Decision tree based classification uses a decision tree (as a predictive model) to go from observations about an item (represented in the branches) to conclusions about the item’s target value (represented in the leaves).
Classification problem specific to decision trees include
- Classifying male/female based on the first name of user
- Classifying rainy or cloudy based on the time of day
- Classifying Spam/ham based on the message received.
I will consider the first example of classifying male/female based on the first name of user.
If we are to do the above task manually, we would have a decision based tree as follows where patterns such as vowel-endings are used for classification of either male or female.
Decision tree models works similarly.The decision tree model finds patterns from the training data set and builds its own splitting rules which can be used for classification.
The Gini Index is used as the cost function used when constructing a decision tree.The Gini Index is used to form the rules in the training dataset.
A Gini score gives an idea of how good a split is by how mixed the classes are in the two labeled groups created by the split.
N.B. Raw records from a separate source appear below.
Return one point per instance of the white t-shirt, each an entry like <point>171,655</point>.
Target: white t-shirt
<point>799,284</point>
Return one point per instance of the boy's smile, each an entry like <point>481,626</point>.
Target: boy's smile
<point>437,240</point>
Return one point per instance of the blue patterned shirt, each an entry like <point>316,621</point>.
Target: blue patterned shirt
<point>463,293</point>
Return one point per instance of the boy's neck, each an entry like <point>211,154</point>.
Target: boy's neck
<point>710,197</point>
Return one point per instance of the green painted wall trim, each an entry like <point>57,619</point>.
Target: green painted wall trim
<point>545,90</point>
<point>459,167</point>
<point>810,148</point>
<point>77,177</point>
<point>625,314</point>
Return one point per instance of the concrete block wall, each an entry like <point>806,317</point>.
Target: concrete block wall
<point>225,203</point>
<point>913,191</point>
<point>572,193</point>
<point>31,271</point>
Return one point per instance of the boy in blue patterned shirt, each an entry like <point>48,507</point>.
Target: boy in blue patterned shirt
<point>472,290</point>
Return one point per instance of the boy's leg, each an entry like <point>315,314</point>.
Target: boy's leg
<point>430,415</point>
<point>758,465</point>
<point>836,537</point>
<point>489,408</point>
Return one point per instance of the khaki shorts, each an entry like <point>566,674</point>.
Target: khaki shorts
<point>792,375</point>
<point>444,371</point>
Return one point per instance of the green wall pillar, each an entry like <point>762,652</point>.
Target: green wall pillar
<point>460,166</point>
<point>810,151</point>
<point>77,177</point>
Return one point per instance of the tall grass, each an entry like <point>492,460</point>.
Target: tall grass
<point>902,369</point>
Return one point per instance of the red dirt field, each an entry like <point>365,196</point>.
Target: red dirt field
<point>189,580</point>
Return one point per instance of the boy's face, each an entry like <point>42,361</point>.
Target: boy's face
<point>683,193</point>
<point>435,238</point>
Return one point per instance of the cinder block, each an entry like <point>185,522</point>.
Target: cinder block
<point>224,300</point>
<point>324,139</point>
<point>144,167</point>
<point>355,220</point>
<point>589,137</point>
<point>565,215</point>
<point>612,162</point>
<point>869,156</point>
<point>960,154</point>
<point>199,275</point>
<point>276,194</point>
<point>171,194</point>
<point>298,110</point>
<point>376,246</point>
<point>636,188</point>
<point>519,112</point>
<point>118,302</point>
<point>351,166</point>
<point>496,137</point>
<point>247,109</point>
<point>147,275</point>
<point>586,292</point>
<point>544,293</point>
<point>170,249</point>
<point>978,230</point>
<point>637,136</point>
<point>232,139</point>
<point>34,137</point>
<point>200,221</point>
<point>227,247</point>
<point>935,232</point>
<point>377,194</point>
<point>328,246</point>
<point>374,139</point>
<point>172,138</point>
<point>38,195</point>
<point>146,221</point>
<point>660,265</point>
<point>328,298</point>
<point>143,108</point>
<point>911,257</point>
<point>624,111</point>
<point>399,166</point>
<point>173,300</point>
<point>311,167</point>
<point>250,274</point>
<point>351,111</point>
A perfect separation results in a Gini score of 0, whereas the worst case split that results in 50/50 classes. We calculate it for every row and split the data accordingly in our binary tree. We repeat this process recursively.
Example use of Gini to split dataset
One problem that might occur with Decision Trees is that it can overfit/underfit. That is the Decision Tree can “memorize” the training set.
Ensemble learning techniques could be used to reduce the effects of this. These include using Random forest, Gradient boosted trees.
What random forest does is construct multiple Decision Trees and get a majority vote when classifying.